During Wittenberg’s annual Activities Fair in August, students were encouraged to stop by the CBS table to pick up a shirt. To connect the community and give the shirts individualistic appeal, markers were provided so participants could write a stereotype about themselves they hoped to abolish.
The diverse group of co-sponsors, including CBS, the Office of Greek Life, Multicultural Student Programs and Student Senate, shows the wide reach and magnitude of this project. It isn’t simply an issue of erasing stereotypes from a visible perspective but treading below the lines of color and getting to the heart of understanding different cultures.
Wittenberg ’s annual Unity March, scheduled for Wednesday, Oct. 4, will integrate the shirts into the day’s activities. Instead of donning the normal Unity March shirt that lists all the clubs sponsoring Unity Week, participants are encouraged to wear the stereotype shirts.
“The shirts add a more personal statement to Unity March. This should pull in more people because everyone has been stereotyped,” Wortham said.
The stereotype project has helped students like Alicia Lewis, class of 2008 from Milford, Ohio, pay closer attention to preconceived notions she may have had about others.

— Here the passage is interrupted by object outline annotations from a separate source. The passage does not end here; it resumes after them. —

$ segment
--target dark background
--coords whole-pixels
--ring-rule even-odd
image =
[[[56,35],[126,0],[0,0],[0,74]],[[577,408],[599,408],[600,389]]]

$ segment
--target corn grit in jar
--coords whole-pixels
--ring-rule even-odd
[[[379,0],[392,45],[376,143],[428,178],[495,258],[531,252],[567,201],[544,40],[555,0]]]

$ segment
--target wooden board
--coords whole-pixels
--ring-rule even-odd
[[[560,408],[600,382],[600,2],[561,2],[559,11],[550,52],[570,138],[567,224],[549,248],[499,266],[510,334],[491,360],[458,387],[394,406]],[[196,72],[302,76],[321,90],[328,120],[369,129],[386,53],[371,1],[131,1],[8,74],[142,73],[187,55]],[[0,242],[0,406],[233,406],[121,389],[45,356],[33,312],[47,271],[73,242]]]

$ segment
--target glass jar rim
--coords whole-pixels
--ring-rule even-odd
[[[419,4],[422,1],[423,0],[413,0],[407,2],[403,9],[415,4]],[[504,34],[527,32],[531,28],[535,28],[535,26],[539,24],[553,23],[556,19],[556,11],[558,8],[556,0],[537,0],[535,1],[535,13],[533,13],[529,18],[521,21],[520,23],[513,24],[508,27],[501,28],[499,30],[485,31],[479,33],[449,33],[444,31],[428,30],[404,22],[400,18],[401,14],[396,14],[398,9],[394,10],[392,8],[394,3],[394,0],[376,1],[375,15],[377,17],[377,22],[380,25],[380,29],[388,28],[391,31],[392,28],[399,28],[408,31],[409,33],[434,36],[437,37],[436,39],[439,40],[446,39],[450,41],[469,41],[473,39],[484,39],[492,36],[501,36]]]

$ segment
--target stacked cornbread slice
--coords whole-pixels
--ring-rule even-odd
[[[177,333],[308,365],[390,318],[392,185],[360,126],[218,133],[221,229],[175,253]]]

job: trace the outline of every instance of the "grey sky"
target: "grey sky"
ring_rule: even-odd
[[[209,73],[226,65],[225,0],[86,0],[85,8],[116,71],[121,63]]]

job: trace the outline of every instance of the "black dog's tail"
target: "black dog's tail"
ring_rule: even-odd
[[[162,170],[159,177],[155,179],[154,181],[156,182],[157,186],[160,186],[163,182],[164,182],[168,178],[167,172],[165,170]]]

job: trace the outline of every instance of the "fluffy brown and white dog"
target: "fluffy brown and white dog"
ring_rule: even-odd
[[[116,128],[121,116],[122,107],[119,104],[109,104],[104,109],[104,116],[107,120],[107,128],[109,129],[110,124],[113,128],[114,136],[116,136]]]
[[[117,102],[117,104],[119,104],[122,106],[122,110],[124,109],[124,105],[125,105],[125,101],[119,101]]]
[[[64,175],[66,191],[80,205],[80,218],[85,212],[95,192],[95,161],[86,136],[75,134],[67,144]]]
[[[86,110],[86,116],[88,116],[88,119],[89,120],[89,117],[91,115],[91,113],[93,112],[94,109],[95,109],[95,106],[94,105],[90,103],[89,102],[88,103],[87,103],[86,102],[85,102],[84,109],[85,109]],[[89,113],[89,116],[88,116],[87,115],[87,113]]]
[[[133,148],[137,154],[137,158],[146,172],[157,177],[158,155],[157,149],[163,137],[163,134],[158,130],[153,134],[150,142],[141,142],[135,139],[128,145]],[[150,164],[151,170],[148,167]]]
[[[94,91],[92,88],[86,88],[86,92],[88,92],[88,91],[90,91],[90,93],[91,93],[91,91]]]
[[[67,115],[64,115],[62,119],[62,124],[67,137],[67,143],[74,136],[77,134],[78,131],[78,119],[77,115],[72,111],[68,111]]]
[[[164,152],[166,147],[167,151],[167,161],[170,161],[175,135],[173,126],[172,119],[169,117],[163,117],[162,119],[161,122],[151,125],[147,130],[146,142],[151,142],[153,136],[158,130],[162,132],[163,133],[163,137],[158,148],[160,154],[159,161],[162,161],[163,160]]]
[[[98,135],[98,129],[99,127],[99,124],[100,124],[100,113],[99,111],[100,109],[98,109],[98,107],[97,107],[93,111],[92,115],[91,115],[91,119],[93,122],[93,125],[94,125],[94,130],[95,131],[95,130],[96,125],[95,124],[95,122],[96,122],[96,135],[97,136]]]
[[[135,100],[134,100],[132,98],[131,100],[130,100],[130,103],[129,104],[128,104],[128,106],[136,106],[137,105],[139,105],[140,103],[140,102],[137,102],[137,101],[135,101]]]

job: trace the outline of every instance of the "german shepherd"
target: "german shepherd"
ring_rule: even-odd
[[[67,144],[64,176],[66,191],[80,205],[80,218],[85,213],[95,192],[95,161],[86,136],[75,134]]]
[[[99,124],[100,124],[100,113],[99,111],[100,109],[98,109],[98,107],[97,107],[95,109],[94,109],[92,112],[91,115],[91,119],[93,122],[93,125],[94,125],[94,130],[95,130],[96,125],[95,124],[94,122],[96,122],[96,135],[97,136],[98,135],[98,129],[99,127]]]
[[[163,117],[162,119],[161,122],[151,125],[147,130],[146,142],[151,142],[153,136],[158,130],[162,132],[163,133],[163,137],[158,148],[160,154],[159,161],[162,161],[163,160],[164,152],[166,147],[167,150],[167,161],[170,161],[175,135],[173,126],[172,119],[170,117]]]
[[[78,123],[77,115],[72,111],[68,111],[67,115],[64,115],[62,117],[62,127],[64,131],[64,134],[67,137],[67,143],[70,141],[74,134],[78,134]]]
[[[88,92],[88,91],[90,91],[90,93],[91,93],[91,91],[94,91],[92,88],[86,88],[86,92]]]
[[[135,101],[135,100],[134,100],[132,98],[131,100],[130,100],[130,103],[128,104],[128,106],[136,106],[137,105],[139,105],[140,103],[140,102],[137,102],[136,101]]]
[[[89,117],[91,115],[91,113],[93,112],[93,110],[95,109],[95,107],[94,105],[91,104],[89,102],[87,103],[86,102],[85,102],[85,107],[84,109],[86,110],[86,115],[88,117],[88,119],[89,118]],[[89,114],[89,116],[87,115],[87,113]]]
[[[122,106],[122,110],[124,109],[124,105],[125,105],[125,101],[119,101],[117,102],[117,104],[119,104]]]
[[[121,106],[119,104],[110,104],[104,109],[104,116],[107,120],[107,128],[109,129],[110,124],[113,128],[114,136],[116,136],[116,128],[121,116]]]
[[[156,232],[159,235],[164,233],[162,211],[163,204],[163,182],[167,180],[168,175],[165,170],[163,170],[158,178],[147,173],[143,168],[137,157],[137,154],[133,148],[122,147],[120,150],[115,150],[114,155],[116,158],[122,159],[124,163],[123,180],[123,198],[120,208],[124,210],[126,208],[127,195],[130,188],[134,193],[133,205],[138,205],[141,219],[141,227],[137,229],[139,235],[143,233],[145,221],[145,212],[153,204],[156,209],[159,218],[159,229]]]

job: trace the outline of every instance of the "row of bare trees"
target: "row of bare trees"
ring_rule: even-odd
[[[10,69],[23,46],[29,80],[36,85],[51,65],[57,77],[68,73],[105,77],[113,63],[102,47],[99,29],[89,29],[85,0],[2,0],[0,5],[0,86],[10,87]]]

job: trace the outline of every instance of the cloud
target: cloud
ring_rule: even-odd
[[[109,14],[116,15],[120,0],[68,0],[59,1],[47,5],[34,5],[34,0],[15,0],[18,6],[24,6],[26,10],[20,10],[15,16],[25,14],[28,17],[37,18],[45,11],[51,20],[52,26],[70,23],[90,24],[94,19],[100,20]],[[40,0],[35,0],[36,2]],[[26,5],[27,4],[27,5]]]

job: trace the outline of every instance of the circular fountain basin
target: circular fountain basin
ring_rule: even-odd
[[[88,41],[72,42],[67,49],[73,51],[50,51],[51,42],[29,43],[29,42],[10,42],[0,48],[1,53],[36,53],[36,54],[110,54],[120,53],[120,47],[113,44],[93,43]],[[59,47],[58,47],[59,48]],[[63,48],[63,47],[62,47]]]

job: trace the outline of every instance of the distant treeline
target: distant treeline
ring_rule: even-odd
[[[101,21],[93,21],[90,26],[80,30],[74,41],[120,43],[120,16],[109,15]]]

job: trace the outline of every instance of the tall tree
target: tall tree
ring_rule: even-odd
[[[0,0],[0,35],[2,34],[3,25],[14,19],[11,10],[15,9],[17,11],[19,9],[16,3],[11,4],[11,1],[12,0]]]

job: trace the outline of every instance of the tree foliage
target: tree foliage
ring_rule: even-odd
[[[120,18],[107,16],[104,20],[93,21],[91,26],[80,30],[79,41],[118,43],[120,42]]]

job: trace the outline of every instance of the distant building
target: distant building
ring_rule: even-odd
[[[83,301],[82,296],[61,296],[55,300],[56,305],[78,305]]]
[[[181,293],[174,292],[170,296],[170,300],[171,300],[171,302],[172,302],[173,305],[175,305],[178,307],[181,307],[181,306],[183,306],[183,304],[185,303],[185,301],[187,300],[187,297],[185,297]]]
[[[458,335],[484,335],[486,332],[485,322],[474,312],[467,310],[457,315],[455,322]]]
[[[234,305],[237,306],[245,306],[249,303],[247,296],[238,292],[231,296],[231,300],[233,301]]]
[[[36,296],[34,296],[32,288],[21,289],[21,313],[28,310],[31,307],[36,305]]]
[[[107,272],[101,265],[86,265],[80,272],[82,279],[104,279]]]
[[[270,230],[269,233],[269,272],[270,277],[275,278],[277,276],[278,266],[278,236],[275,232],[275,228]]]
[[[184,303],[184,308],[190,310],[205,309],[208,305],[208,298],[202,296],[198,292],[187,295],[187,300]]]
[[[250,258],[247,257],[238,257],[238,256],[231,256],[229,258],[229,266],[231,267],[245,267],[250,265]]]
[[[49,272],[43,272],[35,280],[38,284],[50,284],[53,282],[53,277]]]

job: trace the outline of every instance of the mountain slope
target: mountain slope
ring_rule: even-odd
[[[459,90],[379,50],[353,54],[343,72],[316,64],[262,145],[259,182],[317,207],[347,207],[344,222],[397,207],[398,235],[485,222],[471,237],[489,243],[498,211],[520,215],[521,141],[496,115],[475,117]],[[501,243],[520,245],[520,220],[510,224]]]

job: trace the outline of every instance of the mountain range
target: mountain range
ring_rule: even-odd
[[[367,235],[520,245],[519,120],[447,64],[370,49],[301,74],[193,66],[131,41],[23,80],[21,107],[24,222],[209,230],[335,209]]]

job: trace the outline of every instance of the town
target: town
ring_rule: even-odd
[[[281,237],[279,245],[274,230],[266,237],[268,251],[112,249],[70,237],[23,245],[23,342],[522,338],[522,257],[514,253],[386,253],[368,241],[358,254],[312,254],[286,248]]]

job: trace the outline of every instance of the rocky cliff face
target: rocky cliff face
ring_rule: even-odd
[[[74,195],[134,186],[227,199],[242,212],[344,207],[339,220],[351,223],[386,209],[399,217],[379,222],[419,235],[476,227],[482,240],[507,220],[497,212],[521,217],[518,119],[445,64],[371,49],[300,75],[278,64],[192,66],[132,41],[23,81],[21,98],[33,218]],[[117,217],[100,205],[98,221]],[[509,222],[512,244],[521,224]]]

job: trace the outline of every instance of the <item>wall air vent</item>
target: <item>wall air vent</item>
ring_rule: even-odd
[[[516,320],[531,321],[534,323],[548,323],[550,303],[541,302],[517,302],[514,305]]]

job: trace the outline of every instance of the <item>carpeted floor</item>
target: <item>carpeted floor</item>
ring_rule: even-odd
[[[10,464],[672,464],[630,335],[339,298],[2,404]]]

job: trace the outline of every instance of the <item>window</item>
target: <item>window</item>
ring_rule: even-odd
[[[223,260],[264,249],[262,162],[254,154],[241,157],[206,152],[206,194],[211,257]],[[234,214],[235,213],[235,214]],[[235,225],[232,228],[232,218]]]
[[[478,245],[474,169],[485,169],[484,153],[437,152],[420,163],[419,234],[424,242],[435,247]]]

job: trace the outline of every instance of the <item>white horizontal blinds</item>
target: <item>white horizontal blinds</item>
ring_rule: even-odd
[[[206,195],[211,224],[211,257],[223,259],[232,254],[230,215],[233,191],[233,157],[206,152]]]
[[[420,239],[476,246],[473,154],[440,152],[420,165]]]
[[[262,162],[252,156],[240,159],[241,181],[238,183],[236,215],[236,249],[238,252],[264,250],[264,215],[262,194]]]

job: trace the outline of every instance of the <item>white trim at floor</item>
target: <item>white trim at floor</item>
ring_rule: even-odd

“The project is important to me because in conversation, you can always hear the stereotypes people have of others,” Lewis said. “This has made me more open to others, and I am much less quick to judge or stereotype.”
Wortham sees the implementation of the shirts as just one step of many to come in creating a Wittenberg community that is more aware and accepting of differences. Wortham encourages the various groups on campus to come together and spread knowledge about stereotypes they have faced.
“This is something that each group could do once or twice a month,” Wortham said.
Through a process that Wortham refers to as “incidental learning,” he hopes that the project will raise a consciousness level around campus, even among students who don’t wear them, and encourage students to get to know one another on a deeper level.
The project will be followed up with a poster campaign throughout the semester and a social justice improvisation program later in the school year, Wortham said, adding that he would like to see the project extend beyond a few weeks to create a long-lasting message that becomes part of the Wittenberg tradition.